Leaving children behind

With the departure of so many to rural parts of Kenya, we’ve already seen the impact on families with children left behind in Kibera to salvage their education and hopes for the future. Twins Shadrack and Obed have already joined the residents of Future Stars, along with 13-year-old Emmanuel Oduor. This is not parents abandoning children. This is parents wanting the best for their children whilst also working to rebuild their own lives and potentially a new family home.

Grace Atieno

Grace’s story

Meet Grace Atieno.
Grace is 13 years old and an orphan. Until recently, she lived with her grandmother in Kibera.
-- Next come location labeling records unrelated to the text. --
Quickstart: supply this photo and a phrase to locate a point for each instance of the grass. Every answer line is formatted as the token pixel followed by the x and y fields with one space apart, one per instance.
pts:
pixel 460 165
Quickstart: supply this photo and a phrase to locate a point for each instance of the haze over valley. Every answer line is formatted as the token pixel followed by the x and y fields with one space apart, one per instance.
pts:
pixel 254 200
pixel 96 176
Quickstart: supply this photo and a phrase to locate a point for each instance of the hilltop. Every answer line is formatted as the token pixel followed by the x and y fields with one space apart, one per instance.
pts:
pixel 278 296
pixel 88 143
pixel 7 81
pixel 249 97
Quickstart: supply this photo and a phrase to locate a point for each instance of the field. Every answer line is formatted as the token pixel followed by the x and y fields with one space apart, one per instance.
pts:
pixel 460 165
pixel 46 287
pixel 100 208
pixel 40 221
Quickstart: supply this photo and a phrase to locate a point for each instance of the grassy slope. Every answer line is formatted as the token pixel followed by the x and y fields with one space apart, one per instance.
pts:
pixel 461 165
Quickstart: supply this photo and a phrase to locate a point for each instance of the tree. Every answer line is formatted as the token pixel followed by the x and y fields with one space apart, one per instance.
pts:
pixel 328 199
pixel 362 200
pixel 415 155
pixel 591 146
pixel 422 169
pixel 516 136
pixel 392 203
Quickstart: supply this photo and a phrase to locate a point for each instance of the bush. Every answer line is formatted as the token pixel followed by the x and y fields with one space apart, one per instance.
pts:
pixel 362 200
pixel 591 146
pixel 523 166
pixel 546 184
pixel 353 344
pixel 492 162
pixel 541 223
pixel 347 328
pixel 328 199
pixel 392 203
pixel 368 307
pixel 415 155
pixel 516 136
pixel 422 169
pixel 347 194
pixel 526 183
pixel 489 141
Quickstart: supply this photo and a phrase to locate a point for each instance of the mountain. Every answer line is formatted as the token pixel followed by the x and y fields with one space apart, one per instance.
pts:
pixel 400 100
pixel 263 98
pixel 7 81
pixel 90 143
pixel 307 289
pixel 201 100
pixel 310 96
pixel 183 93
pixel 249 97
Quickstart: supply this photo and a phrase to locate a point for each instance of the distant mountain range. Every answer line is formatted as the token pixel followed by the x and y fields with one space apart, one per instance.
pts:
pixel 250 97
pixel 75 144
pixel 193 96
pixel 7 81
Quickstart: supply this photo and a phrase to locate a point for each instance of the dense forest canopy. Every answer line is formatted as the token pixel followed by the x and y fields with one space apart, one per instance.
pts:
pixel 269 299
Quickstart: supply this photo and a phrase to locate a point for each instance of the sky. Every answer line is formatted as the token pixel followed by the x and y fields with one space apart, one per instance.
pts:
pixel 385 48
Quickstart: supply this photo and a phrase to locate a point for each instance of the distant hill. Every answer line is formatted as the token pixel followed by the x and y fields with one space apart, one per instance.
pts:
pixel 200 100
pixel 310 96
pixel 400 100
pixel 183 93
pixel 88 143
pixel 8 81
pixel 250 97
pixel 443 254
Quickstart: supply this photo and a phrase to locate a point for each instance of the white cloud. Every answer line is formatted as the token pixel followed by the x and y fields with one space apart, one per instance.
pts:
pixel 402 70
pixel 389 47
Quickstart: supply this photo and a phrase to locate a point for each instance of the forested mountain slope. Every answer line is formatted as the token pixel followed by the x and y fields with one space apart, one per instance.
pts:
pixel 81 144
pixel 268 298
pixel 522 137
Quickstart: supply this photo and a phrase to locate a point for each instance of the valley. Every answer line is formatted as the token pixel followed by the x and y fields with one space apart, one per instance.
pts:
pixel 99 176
Unfortunately, their home was on the route of the new road and therefore subject to demolition and they lost almost everything they owned. Grace’s grandmother made the difficult decision to join those heading out of Nairobi and into rural areas of Kenya, knowing that she had little hope of funding a new start within Kibera as her advanced years make employment scarce.
With a lack of infrastructure and poor access to education in the villages, Grace’s grandmother arranged for her to remain in Kibera and to live with one of their former neighbours. Initially, this seemed like a good solution that allowed Grace to continue attending school.
Sadly, shortly after her grandmother left Kibera, Grace’s neighbour decided that the young girl would be very useful performing the cooking, cleaning, and childcare within the home. She declared that Grace would not be returning to school. Upon hearing this news, her grandmother was very distressed and asked the chief of her tribe for help.

Future Stars Rescue Centre

In consultation with Grace’s grandmother and the tribal chief, it was decided that Grace would come to live at Future Stars. At 13 years old, it is important that she be in school and not being exploited as a servant working only for her bed and board. So it was that, on August 22nd 2018, Grace Atieno joined the family of Future Stars and moved in with the other residential children. Once the holidays are over, she will also enter the primary school at the centre where she can continue her education.

Grace with Mama Aggy on arrival

It’s not over

With stories like Grace’s now coming to light, it is apparent that there is a second wave of vulnerable children following the demolition work. The first wave were those who found themselves homeless and in immediate need of support – children like Shadrack, Obed, and Emmanuel. The second wave will be the more difficult to identify. Grace was supposedly left safely in the care of a neighbour. But, without intervention from a whole chain of people, she would have faced a very difficult future. Initially working without pay and with no access to education, it’s likely she would have escaped through marriage and motherhood whilst still a teenager.
With so many extra children suddenly in need of support, organisations throughout Kibera are finding themselves stretched to the limit. Thankfully, Future Stars has been able to help Grace and we hope that her story will have a happy ending. For now, we will be overjoyed if she thrives in her next chapter.